The longest day: Trapped in Middle Class HELL

Went to central London today. Aunt is going on a holiday and being the nice obedient relative that I am, I helped her carry her stuff to the movers in Gloucester Road. After that we went to Earl’s court to eat some Filipino food (kare-kare! hipon! sinigang!). After that we went back to Romford, straight to Dagenham road (site of the new Sally Hawkins’ movie “We Want Sex”) to have dinner with my aunt’s Filipino nurse-friends.

I must confess that the only reason I only ever go is because there is always Filipino food (dinakdakan!  twalya! inihaw na – or grilled – bangus! inihaw na tilapia! inihaw na talong! yay!) at these gatherings. This gathering is to celebrate the seventh month of the son of the young couple with whom my aunt is friends with. It strikes me now as absurd why parents would celebrate their child turning a month older every single, fucking month.
Dinakdakan! ( 'Nuff said

Anyway, I’ve been here in England a year now and I must say, I can’t stand being around young, married, middle class Filipinos (especially the ones who have British citizenships or are permanent residents). Aside from being made to sit through unbearable discussions about the point-by-point development of their child (such as the first time the child learned to blink, to smile, to scrunch up their nose, to make fists, to move their legs, to crawl, to walk, to run, as well as regular reports on the child’s  urinating habits and bowel movement including size, shape, frequency), I am also made to sit through extremely uninteresting, excruciating middle-class preoccupations. These preoccupations include: houses, mortgages, cars, insurances, appliances (flat screens, surround systems, DVD players, DVD vs. Blu-Ray debates), how many hours in a week they worked, how much they earned, where they will go on their holidays, gossip about their fellow Filipinos, visas and citizenships. As if this is not enough, I am subjected to the Filipino middle-class predilection for boring taste in movies and even more boring taste in music. One time I was made to sit through “Die Hard” and “Batman”, as the owner of the movies  extolled the virtues of Blu-Ray discs, flat screens, Bruce Willis and Heath Ledger (I’m going to get a lot of shit for this, but though I think Heath Ledger was good in this film, I didn’t think he was that good.
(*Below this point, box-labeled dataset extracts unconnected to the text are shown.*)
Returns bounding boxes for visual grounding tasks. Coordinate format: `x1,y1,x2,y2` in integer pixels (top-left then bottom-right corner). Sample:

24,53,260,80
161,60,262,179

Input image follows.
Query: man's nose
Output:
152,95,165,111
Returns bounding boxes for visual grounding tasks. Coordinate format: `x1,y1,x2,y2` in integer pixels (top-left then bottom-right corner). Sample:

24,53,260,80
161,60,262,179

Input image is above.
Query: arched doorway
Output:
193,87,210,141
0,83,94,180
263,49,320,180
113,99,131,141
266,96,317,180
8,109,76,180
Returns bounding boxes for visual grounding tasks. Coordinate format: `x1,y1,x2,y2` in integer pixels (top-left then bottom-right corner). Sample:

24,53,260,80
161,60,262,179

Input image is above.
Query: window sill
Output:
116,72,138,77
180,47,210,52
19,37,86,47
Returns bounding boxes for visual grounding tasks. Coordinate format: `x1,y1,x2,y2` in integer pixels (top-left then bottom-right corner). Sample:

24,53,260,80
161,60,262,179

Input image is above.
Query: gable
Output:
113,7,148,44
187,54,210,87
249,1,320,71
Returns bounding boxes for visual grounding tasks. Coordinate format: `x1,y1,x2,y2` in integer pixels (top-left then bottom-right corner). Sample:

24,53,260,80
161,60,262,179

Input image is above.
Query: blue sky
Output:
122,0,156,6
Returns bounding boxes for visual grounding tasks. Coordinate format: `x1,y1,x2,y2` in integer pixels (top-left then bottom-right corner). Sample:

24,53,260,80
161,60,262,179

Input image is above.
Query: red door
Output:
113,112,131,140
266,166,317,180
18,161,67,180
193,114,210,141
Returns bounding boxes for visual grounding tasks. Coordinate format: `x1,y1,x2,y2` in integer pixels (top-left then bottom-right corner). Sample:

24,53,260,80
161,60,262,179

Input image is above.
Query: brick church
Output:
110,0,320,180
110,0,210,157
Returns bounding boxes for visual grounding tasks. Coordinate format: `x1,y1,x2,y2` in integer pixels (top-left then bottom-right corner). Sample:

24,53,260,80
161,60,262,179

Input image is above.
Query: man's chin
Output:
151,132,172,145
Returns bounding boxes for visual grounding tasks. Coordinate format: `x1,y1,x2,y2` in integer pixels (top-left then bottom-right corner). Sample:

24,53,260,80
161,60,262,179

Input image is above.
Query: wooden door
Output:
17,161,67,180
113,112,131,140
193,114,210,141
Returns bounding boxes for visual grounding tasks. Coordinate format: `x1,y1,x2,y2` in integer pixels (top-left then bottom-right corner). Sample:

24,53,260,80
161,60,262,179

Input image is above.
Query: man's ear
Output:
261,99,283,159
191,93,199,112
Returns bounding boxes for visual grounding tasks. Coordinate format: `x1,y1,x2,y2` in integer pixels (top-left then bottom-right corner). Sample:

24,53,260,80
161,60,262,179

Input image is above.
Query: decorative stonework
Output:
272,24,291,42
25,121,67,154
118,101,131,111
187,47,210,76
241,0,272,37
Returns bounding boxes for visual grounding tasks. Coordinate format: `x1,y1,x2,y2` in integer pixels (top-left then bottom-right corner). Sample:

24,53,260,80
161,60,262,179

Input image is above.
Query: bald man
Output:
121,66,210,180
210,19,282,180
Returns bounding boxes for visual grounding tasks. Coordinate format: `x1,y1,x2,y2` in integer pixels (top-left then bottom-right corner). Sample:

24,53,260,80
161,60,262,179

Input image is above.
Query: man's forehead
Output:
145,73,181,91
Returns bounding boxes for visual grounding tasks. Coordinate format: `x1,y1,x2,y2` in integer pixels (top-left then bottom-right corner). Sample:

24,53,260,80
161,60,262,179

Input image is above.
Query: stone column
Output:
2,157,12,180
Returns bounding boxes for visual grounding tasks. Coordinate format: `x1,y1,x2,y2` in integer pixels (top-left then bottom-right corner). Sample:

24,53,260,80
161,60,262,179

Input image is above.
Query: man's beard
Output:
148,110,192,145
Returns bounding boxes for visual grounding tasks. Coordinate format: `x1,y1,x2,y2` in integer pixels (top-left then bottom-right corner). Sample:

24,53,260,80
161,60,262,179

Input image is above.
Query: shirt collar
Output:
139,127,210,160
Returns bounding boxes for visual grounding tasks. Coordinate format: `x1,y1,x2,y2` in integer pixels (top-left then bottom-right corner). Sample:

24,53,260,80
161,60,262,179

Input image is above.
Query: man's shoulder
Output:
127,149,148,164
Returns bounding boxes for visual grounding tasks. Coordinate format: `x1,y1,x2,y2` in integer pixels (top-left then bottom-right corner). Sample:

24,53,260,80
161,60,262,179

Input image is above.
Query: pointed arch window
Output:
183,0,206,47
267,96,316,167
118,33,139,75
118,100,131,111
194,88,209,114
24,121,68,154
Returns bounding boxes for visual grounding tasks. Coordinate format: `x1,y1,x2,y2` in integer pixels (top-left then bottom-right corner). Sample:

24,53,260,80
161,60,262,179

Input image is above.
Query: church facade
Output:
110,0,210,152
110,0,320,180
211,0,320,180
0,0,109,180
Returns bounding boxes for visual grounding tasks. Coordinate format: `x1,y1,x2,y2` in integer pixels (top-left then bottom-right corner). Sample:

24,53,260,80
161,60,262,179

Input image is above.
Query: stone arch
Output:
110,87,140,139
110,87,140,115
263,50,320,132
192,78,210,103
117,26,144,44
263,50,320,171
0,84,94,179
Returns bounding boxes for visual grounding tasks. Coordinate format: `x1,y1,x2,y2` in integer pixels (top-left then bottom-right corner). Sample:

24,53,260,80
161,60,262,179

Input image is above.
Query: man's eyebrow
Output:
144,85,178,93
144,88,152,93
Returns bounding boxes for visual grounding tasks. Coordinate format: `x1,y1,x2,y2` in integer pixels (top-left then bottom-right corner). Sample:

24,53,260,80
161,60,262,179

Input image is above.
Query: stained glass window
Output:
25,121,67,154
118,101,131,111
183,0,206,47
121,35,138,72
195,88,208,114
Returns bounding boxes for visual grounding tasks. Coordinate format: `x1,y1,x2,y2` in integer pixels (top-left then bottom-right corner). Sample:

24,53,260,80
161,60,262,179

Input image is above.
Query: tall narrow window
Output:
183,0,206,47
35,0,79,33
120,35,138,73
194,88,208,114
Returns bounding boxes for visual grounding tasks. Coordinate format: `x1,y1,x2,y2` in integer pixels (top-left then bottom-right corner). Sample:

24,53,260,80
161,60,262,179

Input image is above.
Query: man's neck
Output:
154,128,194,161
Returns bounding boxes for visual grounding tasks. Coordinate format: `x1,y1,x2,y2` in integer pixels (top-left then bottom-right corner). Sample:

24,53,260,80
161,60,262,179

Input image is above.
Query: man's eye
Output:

The other thing was I knew said owner was only saying these because he heard somebody else mention it. I hate that people have no minds of their own.). Today I was made to sit through music video upon music video of stupid, brain dead, pop music (what I call subwoofer music – because they are only good for playing if your sound system had a kick-ass subwoofer) from singers/groups such as the Pussy Cat Dolls, Girls Aloud, Enrique Iglesias, Kelly Rowlands, Timbaland, most of whom are  mindless, lyrically-challenged individuals whose claim to fame is only that they have pretty faces and hot bods.

I was so glad that they didn’t know me well enough to start grilling me on my civil status, my relationship status, when I plan to get married, how many kids I plan to have, where do I plan to raise them and all that. When I first got here, the standard greeting was, hello, how are you, what is your visa status, how long do you intend to stay in the UK and why. But when they found out I was going back to the Philippines, today, they had this sorry look on their faces, as if they pitied me and hoped I could come back. But I think deep inside they were all breathing sighs of relief and thinking, “Thank god I’m not her”. As if going back to the Philippines is a kind of death sentence. As if going back to the Philippines is like the end of the world.

Oh, the shallowness of the middle classes!

I suppose I’ll probably expect the same kind of behavior from Filipinos back home as well. I was looking at some former colleagues’ photos on facebook. I have not worked with them for years now. The photos were taken this year, in different locations, but in those locations, my former colleagues were doing what they were doing when I left them a few years ago to get me a proper job: binge drinking and partying and getting hammered. It’s kind of weird to see them and think that whereas you’ve moved on, they seemed to have been stuck in perpetual arrested development mode.

Like the middle-class Filipinos I was stuck here.

If I stayed any longer, I swear I probably would have grabbed a fork and stabbed myself to death than listen to them discuss yet another mundane topic. I escaped that party as quick as I could.

But not before snagging a portion of dinakdakan. One must have one’s food!